I asked the Minister for Industry and Commerce on 4th February:—
"If the Government will take steps to have a public inquiry conducted into the sale of Bord Fáilte property at Tramore, County Waterford, in view of the great prevailing dissatisfaction therewith, such inquiry to investigate the circumstances in which the property was sold privately and to ascertain why the property was sold at a figure much below the amount of public expenditure involved; and, if so, if the proposed inquiry will be a judicial one or by a Committee of the Houses of the Oireachtas with power to send for persons, papers and records."
That was a question which I addressed to the Minister for Industry and Commerce and in his reply the Minister said:—
"I am aware of no grounds on which an inquiry should be held and it is not intended to adopt the proposal."
This whole transaction, Sir, is a transaction surrounded by very grave suspicion. It is surrounded by suspicion in the mind of every honest citizen, in the mind of every taxpayer and particularly in the minds of the people of County Waterford and in Tramore. But it is not something that concerns County Waterford alone. It is something that concerns the taxpayers of the whole country, when we see that the Hydro, the Casino, the Boys' Club and the pitch and toss course, the property of Bord Fáilte in Tramore, involved a total expenditure of £84,550.
The Minister for Industry and Commerce states that in 1950 the Tourist Board recommended that this property should be sold. The usual procedure for the sale of Tourist Board property was that announcements would be made in the public Press advertising the sale. In most cases public auctions were conducted and it was only in the event of public auctions not realising the amount required, that attempts were made to secure more than the highest bid that could be secured at a public auction. Here, however, we see in the case of Bord Fáilte property in Tramore a situation which has been responsible for bringing protests of a very serious nature from the Tramore Town Commissioners who represent the people of all political classes and all political creeds. Quite recently the Tánaiste received a deputation of members of the Tramore Town Commissioners, and published in the daily papers on the day after was a report of a meeting of the Tramore Town Commissioners in which they called for a public inquiry, and in the public Press the chairman of the Tramore Town Commissioners is reported to have said that he led a deputation and that the decision to dispose of the property by private treaty had been made in May of last year although the Minister, in a by-election speech in Tramore in June stated that the sale would be by public auction. It isdespicable that a responsible public person, in order to capture the votes of the people of that particular district, should make a statement to the effect that this sale would be by public auction and then reverse the decision later. If there is a public inquiry I can challenge the Minister to deny that two of the four people that were interested in this sale were subscribers to the Fianna Fáil election fund. That is well known in Waterford. It is well known by the Tramore Town Commissioners and by the general public in Waterford. The people who subscribed so generously to the Fianna Fáil election fund in that year knew that their voluntary subscription to Fianna Fáil was the first instalment on £87,000 worth of property for £22,500.

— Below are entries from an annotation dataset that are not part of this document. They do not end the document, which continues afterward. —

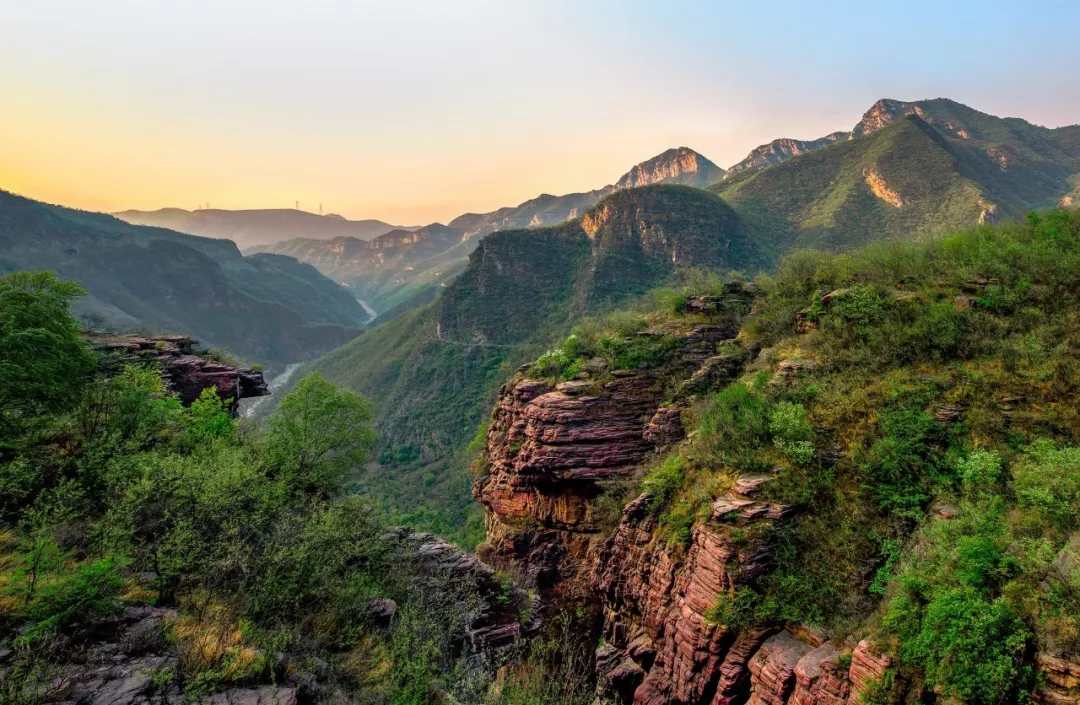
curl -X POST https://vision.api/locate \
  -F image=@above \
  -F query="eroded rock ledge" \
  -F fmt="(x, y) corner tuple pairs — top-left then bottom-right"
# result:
(90, 335), (270, 410)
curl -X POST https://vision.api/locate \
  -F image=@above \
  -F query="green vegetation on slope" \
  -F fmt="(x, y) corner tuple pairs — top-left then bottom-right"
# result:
(711, 100), (1080, 255)
(630, 211), (1080, 703)
(0, 272), (531, 705)
(0, 192), (367, 366)
(287, 181), (757, 546)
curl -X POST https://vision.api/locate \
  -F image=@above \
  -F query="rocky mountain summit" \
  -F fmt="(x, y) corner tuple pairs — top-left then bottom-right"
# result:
(473, 224), (1080, 705)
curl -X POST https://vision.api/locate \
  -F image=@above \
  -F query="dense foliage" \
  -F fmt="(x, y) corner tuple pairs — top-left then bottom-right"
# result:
(0, 267), (527, 704)
(630, 211), (1080, 703)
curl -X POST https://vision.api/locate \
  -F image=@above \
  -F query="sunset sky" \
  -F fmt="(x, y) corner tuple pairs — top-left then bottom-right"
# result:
(0, 0), (1080, 223)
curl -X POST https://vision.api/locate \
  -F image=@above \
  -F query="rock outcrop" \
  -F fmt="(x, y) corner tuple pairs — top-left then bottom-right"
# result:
(91, 336), (270, 411)
(473, 372), (661, 595)
(615, 147), (724, 190)
(725, 132), (851, 178)
(473, 304), (748, 597)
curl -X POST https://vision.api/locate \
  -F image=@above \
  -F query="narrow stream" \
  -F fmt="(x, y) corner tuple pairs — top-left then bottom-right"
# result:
(240, 363), (300, 419)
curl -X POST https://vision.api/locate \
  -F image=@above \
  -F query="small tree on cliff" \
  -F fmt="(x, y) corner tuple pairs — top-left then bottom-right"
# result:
(0, 272), (95, 437)
(265, 372), (375, 497)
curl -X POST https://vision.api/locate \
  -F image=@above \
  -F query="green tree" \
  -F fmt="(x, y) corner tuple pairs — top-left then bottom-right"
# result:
(0, 272), (95, 435)
(266, 372), (375, 496)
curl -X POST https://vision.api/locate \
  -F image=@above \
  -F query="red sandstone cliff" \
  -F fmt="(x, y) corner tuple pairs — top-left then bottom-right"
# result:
(474, 301), (890, 705)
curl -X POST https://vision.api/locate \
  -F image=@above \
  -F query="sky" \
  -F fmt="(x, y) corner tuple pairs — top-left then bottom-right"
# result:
(0, 0), (1080, 225)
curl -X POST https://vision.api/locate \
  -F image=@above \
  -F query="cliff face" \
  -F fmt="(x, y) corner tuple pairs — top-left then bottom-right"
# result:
(615, 147), (724, 189)
(727, 132), (851, 176)
(474, 299), (890, 705)
(91, 336), (270, 411)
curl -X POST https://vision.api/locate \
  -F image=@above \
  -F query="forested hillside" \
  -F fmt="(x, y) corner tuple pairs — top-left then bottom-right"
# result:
(475, 211), (1080, 704)
(0, 192), (367, 366)
(280, 186), (760, 544)
(0, 267), (536, 705)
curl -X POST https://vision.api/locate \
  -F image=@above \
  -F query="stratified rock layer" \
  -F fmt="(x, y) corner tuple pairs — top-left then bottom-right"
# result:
(91, 336), (270, 410)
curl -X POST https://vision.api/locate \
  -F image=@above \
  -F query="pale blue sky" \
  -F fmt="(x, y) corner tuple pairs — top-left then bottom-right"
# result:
(0, 0), (1080, 222)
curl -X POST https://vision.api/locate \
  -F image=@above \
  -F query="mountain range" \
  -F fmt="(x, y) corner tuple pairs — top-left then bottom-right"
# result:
(246, 98), (1080, 314)
(112, 208), (413, 248)
(261, 99), (1080, 535)
(0, 191), (368, 366)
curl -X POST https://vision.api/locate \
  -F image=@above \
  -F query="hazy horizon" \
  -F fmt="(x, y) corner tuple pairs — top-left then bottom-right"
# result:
(0, 0), (1080, 225)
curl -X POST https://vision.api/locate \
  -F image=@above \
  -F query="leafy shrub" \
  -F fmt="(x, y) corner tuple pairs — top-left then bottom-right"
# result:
(1013, 442), (1080, 531)
(769, 402), (814, 465)
(699, 382), (769, 471)
(862, 408), (942, 518)
(642, 455), (686, 512)
(705, 585), (762, 633)
(957, 450), (1001, 499)
(885, 582), (1031, 703)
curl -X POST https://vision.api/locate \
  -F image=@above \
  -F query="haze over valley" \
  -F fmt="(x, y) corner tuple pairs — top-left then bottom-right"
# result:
(6, 0), (1080, 705)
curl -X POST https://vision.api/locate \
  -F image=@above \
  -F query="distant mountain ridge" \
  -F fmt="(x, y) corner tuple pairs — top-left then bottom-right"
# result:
(710, 98), (1080, 256)
(112, 208), (414, 248)
(250, 95), (1080, 544)
(245, 147), (724, 312)
(0, 191), (367, 366)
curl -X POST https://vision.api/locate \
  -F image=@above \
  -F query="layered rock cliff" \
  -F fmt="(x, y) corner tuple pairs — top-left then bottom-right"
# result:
(474, 267), (1080, 705)
(91, 335), (270, 411)
(474, 299), (890, 705)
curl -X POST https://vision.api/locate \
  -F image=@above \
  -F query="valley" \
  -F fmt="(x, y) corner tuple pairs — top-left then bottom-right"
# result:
(6, 87), (1080, 705)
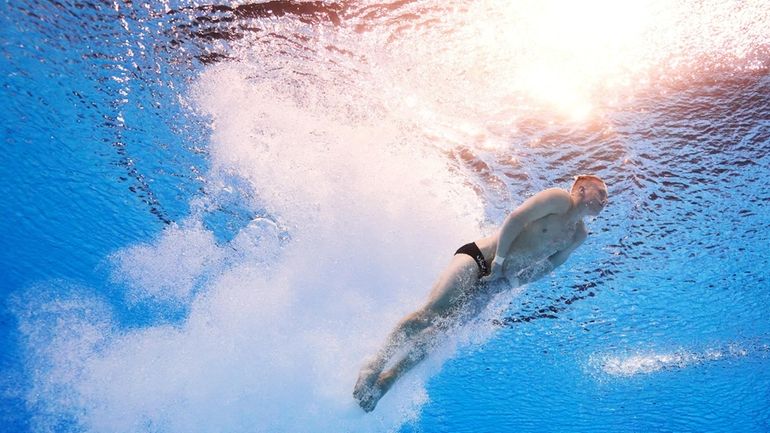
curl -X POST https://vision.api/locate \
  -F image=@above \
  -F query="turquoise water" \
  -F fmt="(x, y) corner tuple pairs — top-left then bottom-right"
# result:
(0, 1), (770, 432)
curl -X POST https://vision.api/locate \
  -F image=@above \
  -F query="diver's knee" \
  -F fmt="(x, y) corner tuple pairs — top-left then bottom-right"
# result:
(404, 308), (435, 330)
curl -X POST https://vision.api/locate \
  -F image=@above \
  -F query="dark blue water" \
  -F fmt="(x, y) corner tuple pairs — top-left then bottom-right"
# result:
(0, 2), (770, 432)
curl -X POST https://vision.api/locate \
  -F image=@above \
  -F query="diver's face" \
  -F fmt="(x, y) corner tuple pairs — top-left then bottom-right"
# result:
(578, 184), (607, 216)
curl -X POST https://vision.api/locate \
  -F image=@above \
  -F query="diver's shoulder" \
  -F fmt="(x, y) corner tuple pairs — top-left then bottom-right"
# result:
(533, 188), (572, 212)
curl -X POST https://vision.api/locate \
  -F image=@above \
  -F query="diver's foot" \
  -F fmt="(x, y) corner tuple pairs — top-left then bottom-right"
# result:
(353, 364), (380, 402)
(358, 384), (382, 413)
(358, 371), (396, 413)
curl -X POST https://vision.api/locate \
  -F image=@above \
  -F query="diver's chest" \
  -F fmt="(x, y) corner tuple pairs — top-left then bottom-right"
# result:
(526, 215), (576, 246)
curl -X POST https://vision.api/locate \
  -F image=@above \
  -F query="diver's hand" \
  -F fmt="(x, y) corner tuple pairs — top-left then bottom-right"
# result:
(481, 262), (503, 282)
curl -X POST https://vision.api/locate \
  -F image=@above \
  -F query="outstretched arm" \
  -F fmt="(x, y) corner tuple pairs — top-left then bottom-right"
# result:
(512, 221), (588, 285)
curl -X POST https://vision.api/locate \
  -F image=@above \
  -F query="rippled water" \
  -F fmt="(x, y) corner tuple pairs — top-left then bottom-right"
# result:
(0, 1), (770, 432)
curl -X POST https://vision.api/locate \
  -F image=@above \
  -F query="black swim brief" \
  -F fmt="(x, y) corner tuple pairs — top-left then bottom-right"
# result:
(455, 242), (490, 277)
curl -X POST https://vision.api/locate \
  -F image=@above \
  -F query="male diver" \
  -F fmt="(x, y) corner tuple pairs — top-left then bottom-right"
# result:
(353, 175), (607, 412)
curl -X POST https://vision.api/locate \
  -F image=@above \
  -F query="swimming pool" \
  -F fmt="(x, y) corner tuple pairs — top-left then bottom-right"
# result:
(0, 1), (770, 432)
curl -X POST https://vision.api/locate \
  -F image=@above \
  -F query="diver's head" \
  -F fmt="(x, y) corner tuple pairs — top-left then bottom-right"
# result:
(570, 174), (607, 216)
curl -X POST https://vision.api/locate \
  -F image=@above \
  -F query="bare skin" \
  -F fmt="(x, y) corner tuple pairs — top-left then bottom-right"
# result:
(353, 176), (607, 412)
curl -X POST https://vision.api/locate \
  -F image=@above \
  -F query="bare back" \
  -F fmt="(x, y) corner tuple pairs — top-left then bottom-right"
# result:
(476, 191), (585, 274)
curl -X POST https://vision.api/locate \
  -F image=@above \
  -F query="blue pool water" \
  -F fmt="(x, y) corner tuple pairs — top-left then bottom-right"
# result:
(0, 0), (770, 432)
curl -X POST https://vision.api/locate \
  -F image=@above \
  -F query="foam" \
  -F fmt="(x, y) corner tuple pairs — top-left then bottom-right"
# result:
(13, 54), (482, 432)
(16, 2), (766, 432)
(590, 345), (748, 377)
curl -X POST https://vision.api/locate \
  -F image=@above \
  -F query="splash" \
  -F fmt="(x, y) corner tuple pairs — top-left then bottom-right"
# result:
(16, 2), (768, 432)
(589, 344), (752, 377)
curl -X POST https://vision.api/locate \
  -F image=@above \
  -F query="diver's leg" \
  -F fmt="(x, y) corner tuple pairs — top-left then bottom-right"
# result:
(360, 325), (443, 412)
(353, 254), (479, 407)
(353, 308), (435, 400)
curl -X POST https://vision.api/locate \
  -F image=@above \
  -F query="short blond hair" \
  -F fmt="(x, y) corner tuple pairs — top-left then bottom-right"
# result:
(572, 174), (607, 191)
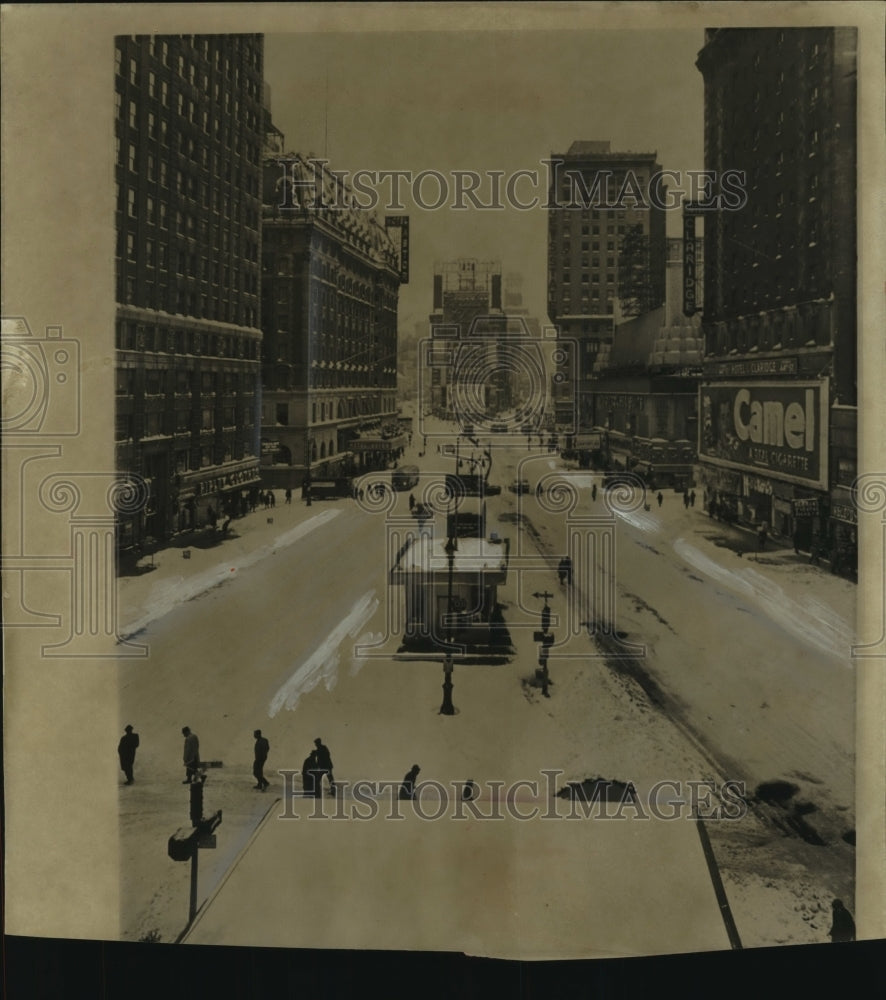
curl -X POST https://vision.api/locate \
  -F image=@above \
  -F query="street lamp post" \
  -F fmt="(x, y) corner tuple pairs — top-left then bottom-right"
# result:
(439, 495), (458, 715)
(302, 434), (311, 507)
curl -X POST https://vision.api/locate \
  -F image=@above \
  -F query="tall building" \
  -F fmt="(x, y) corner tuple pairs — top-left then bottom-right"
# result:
(114, 35), (263, 547)
(697, 28), (857, 567)
(261, 153), (405, 487)
(548, 140), (665, 426)
(421, 257), (502, 419)
(566, 239), (704, 489)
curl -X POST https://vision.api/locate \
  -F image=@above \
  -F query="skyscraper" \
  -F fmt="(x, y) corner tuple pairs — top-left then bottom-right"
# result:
(697, 28), (857, 567)
(548, 140), (665, 426)
(261, 153), (405, 488)
(114, 35), (263, 547)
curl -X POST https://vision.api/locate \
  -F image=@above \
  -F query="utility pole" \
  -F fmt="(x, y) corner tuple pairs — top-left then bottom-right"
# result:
(166, 774), (222, 927)
(439, 504), (458, 715)
(532, 590), (554, 698)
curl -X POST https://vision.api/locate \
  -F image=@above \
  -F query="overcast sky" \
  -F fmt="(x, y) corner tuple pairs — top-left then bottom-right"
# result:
(265, 29), (704, 332)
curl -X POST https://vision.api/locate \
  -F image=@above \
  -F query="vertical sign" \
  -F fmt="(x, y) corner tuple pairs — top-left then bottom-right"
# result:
(385, 215), (409, 285)
(683, 206), (697, 316)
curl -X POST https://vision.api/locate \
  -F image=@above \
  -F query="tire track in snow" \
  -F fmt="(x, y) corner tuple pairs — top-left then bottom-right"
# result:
(120, 510), (341, 639)
(674, 538), (855, 663)
(268, 590), (379, 719)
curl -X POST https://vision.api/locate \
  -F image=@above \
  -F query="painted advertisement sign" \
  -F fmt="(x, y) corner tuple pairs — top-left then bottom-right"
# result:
(698, 379), (828, 490)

In my opinion, this is a scandalous state of affairs, and it is a racket sponsored by the Minister for Industry and Commerce. This transaction stinks in the nostrils of every decent taxpayer in the country, when we see that the taxpayers' money has been sunk into £87,000 worth of property and that the local people were denied the right of forming a company of their own for the purpose of purchasing this property.
We are told that the three people who purchased this property have not purchased it as a company, not as the Tramore Development Company, but that they have purchased it as private individuals. What guarantee have we that these people will not erect tin huts and have pitch-and-toss schools, everything that would be contrary to the decent regulation of the tourist trade in this country? What guarantee have we that there would not be advertisements appearing in the English and continental newspapers asking racketeers to come and spend the season in Tramore and giving such groups or individuals £600 or £700 a year in order to carry on chancing their arm and making a good thing for themselves during the tourist season?
I believe that the sale of this property is something that should command the serious attention of the Government. I am quite well aware that, under the administration ofFianna Fáil, we have had a number of serious scandals and rackets during years past, and into one of them an inquiry was conducted at my instigation and only for that the distillery at Kilbeggan would not be there to-day.